Twitter revealed that their own internal tools where compromised and used in the attack – this allowed the hackers to even bypass two factor authentication. It’s been reported that the internal tools were able to be compromised due to mid-level employees having access to powerful site-wide admin tools. It’s still unclear as to how exactly the attackers accessed these admin tools, but its been suggested that they gained access to one of these mid-level employee accounts.

It appeared that it was only verified accounts being targeted by attackers, so Twitter made the sweeping action of blocking all verified accounts from sending out new tweets, as well as blocking access to compromised accounts. It’s been noted however that there was one exception to all of the high-profile accounts that were unlawfully accessed, President Donald Trump. Trumps account remained uncompromised, it’s been speculated that this is due to special protections that have been added to his account following previous incidents.

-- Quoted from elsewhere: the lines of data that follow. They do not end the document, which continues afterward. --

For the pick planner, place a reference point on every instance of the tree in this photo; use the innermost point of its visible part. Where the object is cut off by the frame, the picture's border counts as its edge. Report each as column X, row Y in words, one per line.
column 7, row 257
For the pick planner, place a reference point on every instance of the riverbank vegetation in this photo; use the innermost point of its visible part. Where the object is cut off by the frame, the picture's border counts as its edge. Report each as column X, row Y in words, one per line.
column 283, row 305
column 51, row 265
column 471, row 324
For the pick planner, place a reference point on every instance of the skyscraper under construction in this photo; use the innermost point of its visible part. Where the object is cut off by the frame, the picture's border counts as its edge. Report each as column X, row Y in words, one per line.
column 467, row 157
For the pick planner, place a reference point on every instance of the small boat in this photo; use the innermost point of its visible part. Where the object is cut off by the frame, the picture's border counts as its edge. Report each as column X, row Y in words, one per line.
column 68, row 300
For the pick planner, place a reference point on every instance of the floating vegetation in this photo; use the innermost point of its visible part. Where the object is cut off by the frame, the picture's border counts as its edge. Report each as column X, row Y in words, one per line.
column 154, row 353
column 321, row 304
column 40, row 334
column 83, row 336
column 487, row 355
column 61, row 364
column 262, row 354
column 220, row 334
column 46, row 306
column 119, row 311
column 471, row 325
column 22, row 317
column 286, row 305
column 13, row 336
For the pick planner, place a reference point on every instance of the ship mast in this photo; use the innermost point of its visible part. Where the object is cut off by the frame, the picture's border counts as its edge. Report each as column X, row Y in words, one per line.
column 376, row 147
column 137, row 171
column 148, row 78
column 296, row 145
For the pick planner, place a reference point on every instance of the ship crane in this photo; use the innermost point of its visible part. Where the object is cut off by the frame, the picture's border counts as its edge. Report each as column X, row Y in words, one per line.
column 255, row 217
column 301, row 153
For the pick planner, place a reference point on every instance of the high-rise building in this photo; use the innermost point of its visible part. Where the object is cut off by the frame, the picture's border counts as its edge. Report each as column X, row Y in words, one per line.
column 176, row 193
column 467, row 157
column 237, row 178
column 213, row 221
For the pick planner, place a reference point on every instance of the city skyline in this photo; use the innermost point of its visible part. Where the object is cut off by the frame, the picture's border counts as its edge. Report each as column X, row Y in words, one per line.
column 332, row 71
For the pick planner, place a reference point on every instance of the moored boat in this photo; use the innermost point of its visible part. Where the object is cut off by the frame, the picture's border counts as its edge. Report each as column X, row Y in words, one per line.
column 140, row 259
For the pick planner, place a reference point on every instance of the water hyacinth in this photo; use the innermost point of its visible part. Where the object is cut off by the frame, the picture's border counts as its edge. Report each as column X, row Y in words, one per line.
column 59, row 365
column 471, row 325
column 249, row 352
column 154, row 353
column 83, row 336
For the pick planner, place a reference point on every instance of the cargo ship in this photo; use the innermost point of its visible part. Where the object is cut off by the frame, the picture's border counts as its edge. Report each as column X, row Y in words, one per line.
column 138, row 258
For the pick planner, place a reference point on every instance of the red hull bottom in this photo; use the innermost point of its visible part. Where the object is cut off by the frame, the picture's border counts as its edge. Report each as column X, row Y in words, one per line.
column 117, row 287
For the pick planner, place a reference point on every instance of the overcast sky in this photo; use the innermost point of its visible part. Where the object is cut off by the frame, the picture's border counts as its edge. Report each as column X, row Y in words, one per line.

Since the attack, a report has been published by Bloomberg saying that years before this recent Twitter hack, Twitter contractors were able to use the aforementioned internal tools to spy on users accounts, including celebrities. The report mentions Beyoncé as a specific victim to the invasion of privacy.

Certain Twitter workers have access to these admin tools in order to carry out tasks such as resetting accounts or responding to content violations. According to Bloomberg, these tools could also be used to “hack” or spy on an account. “The controls were so porous that at one point in 2017 and 2018 some contractors made a kind of game out of creating bogus help-desk inquiries that allowed them to peek into celebrity accounts, including Beyonce’s, to track the stars’ personal data including their approximate locations gleaned from their devices’ IP addresses,”.

According to a blog post by Twitter, a total of 130 accounts were targeted in the July 15th attack. They say that the attackers were able to reset the password, access the account and send tweets with 45 of those accounts, but that they believe up to 36 of them had their direct messages (private conversations) accessed.